Am J Chin Med. 2022;50(1):91-131. doi: 10.1142/S0192415X22500045. Epub 2021 Dec 2.
Machine learning (ML), as a branch of artificial intelligence, acquires the potential and meaningful rules from the mass of data via diverse algorithms. Owing to all research of traditional Chinese medicine (TCM) belonging to the digitalization of clinical records or experimental works, a massive and complex amount of data has become an inextricable part of the related studies. It is thus not surprising that ML approaches, as novel and efficient tools to mine the useful knowledge from data, have created inroads in a diversity of scopes of TCM over the past decade of years. However, by browsing lots of literature, we find that not all of the ML approaches perform well in the same field. Upon further consideration, we infer that the specificity may inhere between the ML approaches and their applied fields. This systematic review focuses its attention on the four categories of ML approaches and their eight application scopes in TCM. According to the function, ML approaches are classified into four categories, including classification, regression, clustering, and dimensionality reduction, and into 14 models as follows in more detail: support vector machine, least square-support vector machine, logistic regression, partial least squares regression, k-means clustering, hierarchical cluster analysis, artificial neural network, back propagation neural network, convolutional neural network, decision tree, random forest, principal component analysis, partial least squares-discriminant analysis, and orthogonal partial least squares-discriminant analysis. The eight common applied fields are divided into two parts: one for TCM, such as the diagnosis of diseases, the determination of syndromes, and the analysis of prescription, and the other for the related researches of Chinese herbal medicine, such as the quality control, the identification of geographic origins, the pharmacodynamic material basis, the medicinal properties, and the pharmacokinetics and pharmacodynamics. Additionally, this paper discusses the function and feature difference among ML approaches when they are applied to the corresponding fields via comparing their principles. The specificity of each approach to its applied fields has also been affirmed, whereby laying a foundation for subsequent studies applying ML approaches to TCM.

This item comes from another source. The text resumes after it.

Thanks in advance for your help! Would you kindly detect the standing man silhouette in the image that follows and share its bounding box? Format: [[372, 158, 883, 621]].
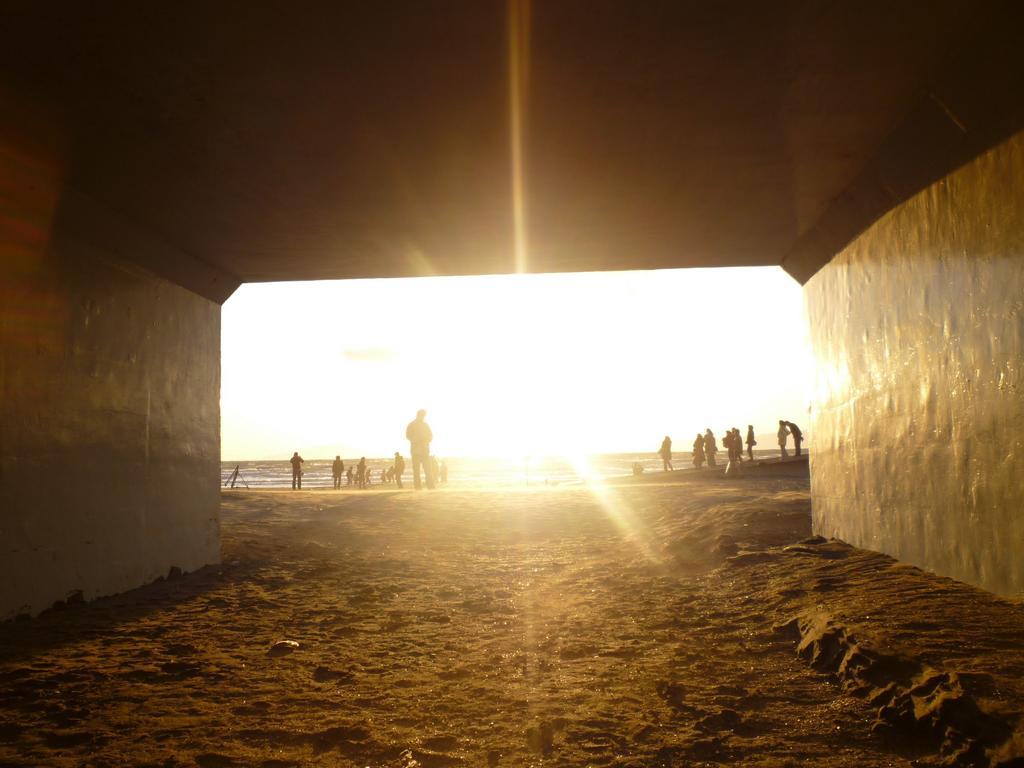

机器学习(ML)作为人工智能的一个分支,通过各种算法从大量数据中获取潜在的有意义的规则。由于传统中医(TCM)的所有研究都属于临床记录或实验工作的数字化,因此大量复杂的数据已经成为相关研究不可分割的一部分。因此,ML 方法作为从数据中挖掘有用知识的新颖而有效的工具,在过去十年中在 TCM 的多个领域取得了突破,这并不奇怪。然而,通过浏览大量文献,我们发现并非所有 ML 方法在同一领域都表现良好。经过进一步考虑,我们推断这种特异性可能存在于 ML 方法与其应用领域之间。本系统评价重点关注 ML 方法的四类及其在 TCM 的八个应用领域。根据功能,ML 方法分为四类,包括分类、回归、聚类和降维,并进一步细分为以下 14 种模型:支持向量机、最小二乘支持向量机、逻辑回归、偏最小二乘回归、k-均值聚类、层次聚类分析、人工神经网络、反向传播神经网络、卷积神经网络、决策树、随机森林、主成分分析、偏最小二乘判别分析和正交偏最小二乘判别分析。八个常见的应用领域分为两部分:一部分是 TCM,如疾病诊断、证候确定和处方分析,另一部分是中药相关研究,如质量控制、地理起源鉴定、药效物质基础、药性和药代动力学和药效学。此外,本文还通过比较其原理,讨论了 ML 方法应用于相应领域时的功能和特征差异。还肯定了每种方法对其应用领域的特异性,为后续应用 ML 方法研究 TCM 奠定了基础。